巨大なナリムチが飾られたショールーム前で、つむぎのにしの西代表(右)と母・一美さん
14日「ナリムチ」
商売繁盛願い、つむぎのにし
1月14日は、小正月の前日で五穀豊穣(ほうじょう)や無病息災を願う「ナリムチ(餅花)」――。奄美市の名瀬中央通りアーケード商店街にある大島紬専門店「つむぎのにし」(西京子=あつこ=代表)では、新年の幸せを願う色とりどりの〝餅の花〟が店頭を彩り、訪れる買い物客らを楽しませている。
ナリムチは、ブブ木(リュウキュウエノキ)の枝に花に見立てた4色(白、赤、黄、緑)の餅を付け、五穀豊穣や家内安全を願う風習。北大島や徳之島などで受け継がれており、薩摩藩から伝わったとされている。

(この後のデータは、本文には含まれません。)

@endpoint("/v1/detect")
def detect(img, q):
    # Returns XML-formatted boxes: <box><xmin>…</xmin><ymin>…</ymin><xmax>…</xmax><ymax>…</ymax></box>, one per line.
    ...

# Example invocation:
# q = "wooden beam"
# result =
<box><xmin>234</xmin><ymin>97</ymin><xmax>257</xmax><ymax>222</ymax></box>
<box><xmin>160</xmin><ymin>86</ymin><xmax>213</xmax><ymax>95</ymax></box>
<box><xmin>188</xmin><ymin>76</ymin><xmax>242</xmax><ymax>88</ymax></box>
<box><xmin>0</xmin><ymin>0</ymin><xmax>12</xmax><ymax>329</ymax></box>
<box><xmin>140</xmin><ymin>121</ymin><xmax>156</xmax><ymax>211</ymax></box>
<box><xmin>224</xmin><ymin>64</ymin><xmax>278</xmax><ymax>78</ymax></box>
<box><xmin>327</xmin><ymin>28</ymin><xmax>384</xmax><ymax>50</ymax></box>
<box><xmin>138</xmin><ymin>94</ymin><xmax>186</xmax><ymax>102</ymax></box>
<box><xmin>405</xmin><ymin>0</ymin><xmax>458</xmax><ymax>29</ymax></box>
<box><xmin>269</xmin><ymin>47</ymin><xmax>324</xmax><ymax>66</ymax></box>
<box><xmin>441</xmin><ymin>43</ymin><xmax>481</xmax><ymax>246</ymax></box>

つむぎのにしは60年以上前に創業。現在の店舗に移転した2008年からは商売繁盛を願い、入り口ショールームの2か所に手作りのナリムチを毎年飾り付けている。ナリムチは、ブブ木に代えて幸運の木・柳を使って製作。餅は同店2階にある空手道場「剛柔流心道館」(西決造館長)に通う中学生の道場生と一緒に色が重ならないように工夫し、あでやかに仕上げた。
完成したナリムチは高さ約1・7㍍。餅は15パック使用した。共に店を営む母の一美さん(77)は「毎年、足を止めてディスプレーに見入る人も多い」と喜ぶ。
同店では大島紬の着物や洋服、小物などがずらりと並ぶ。コロナ後も回復は早く、運営も順調だという。西代表(51)は「道場生には転勤族も多く、製作過程も恒例行事となっている。島の伝統を伝えながら、商店街を盛り上げていく一助になれば」と話した。
枝は「正月の送り」の18日に下ろす。道場生の保護者が調理し持ち寄るのも恒例だという。